Worlds Adrift inventory viewer is a tool which could parse JSON files and display them in a visual format to show a player or container’s inventory and information. The information itself could be taken directly from the SpatialOS inspector, meaning customer support agents with little programming knowledge were able to utilise the tool to see what a player currently had. Additionally, the tool would flag up any duplicated schematics, even if they were found in another container in the same folder. This meant that a CS agent would be able to construct a folder structure consisting of a ships containers for example, and still find duplicated schematics even if they had been split across a number of containers. This was then utilised to penalise players who had been performing exploits to duplicate items in-game.

Below is an example of a shipping container. The UI is designed to appear similar to the in-game version, displaying items of the correct size, position and rotation in the grid-based inventory. However, not every item was textured, so things like clothes were simply shown as a generic clothing item.
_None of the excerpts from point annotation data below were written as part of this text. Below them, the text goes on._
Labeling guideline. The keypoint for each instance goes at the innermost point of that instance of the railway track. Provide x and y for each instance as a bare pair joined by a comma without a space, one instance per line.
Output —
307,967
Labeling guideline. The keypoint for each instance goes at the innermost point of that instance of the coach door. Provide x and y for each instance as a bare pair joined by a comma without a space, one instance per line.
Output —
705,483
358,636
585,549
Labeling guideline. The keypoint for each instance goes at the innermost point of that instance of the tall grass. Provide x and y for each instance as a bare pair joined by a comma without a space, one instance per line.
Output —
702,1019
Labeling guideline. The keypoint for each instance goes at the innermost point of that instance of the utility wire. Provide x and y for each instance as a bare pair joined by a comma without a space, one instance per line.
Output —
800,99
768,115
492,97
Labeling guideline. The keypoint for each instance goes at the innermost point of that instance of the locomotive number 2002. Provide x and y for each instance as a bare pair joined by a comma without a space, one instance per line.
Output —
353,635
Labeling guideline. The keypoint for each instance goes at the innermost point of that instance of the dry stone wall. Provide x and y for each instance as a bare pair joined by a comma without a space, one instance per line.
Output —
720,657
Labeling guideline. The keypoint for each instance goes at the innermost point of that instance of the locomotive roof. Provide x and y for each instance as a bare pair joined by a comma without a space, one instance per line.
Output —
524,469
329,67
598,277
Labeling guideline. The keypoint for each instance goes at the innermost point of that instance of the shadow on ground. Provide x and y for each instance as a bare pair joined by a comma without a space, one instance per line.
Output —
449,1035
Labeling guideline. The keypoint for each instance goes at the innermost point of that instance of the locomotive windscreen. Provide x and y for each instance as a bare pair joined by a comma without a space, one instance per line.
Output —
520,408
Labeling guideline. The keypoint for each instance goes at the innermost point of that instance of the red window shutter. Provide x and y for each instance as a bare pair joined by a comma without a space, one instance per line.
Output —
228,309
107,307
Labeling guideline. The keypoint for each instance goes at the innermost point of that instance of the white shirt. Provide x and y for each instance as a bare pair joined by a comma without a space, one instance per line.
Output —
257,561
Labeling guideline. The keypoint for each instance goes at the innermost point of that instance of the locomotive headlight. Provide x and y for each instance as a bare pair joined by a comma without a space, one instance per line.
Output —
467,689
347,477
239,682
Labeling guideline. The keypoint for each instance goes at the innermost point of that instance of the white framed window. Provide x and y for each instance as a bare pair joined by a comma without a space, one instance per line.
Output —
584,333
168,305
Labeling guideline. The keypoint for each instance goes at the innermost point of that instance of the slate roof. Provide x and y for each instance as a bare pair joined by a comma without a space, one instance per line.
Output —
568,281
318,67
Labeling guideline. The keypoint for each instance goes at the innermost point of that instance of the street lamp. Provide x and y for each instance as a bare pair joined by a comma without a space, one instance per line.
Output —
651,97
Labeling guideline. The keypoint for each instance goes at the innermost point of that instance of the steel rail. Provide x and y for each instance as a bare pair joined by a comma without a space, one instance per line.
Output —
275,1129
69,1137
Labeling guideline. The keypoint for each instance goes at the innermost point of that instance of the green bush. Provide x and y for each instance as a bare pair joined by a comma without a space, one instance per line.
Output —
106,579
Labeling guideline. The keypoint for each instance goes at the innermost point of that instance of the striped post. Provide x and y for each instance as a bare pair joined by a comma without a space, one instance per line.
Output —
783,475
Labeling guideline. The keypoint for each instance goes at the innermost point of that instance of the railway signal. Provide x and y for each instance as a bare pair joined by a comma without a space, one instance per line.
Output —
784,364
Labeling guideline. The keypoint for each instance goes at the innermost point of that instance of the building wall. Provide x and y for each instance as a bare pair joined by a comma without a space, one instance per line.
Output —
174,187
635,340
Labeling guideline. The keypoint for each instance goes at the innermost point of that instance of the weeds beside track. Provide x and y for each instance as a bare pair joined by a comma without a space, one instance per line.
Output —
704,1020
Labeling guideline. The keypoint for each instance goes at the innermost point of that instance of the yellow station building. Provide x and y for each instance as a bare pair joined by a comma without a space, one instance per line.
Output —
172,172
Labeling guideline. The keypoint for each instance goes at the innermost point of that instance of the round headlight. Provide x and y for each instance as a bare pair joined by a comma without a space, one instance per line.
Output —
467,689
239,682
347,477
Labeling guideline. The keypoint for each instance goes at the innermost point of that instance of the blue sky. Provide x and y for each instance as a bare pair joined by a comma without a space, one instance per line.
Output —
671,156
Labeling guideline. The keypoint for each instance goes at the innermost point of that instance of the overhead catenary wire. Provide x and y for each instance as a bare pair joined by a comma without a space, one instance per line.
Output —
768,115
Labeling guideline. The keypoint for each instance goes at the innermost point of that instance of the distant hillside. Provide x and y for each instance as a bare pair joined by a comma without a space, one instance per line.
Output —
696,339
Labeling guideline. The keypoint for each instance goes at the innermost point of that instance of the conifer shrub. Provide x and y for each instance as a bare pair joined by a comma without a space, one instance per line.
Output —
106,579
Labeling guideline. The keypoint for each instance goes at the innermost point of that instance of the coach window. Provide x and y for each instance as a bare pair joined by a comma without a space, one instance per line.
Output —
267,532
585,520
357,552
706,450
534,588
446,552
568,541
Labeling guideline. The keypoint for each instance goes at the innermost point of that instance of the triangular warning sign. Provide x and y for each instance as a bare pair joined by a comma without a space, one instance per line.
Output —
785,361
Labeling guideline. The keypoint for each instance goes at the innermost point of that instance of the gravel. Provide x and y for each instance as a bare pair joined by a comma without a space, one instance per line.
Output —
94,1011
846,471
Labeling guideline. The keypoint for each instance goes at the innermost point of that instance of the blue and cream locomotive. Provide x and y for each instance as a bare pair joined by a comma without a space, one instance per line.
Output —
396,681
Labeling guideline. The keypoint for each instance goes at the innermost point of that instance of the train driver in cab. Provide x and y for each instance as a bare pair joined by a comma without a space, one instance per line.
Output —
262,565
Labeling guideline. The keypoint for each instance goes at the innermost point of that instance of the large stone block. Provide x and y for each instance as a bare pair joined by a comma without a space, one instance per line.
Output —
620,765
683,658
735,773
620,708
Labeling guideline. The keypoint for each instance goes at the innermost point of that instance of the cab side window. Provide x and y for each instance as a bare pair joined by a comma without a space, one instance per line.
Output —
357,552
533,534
The four engine schematics in the bottom-right corner have red borders, indicating the UUID for this engine has been found elsewhere. In this case, all four engines are the same and the duplicated schematics are all in the same container.
Next, we can view a specific player’s inventory:

To clarify, the data is simulated; I don’t cheat in games! 🙂

Here we can see the user Fureniku has a few relatively normal items in their inventory, but one engine schematic is again flagged in red. Hovering over it gives us a tooltip with information about why it has been highlighted (shown below). We can also see a lot of player-specific information regarding general progression. If a player had an exceptionally high lifetime knowledge score, for example, this could also be considered suspicious (as a player could consume a schematic for knowledge points). On a more positive side, this UI also shows us the player’s current shipyard card. In some cases, players would accidentally become locked out of a shipyard, and this lets the customer support reps easily find the number to pass back to the player.

Information on where else this duped schematic was seen

Overall its a shame this tool was needed, but duplicating items had become a problem later in the game’s lifecycle and this was an easy way to provide irrefutable evidence of a player cheating. The community was receptive of the fact these cheating players could then be banned, improving player integrity in the game and allowing those playing legitimately to have a more enjoyable experience.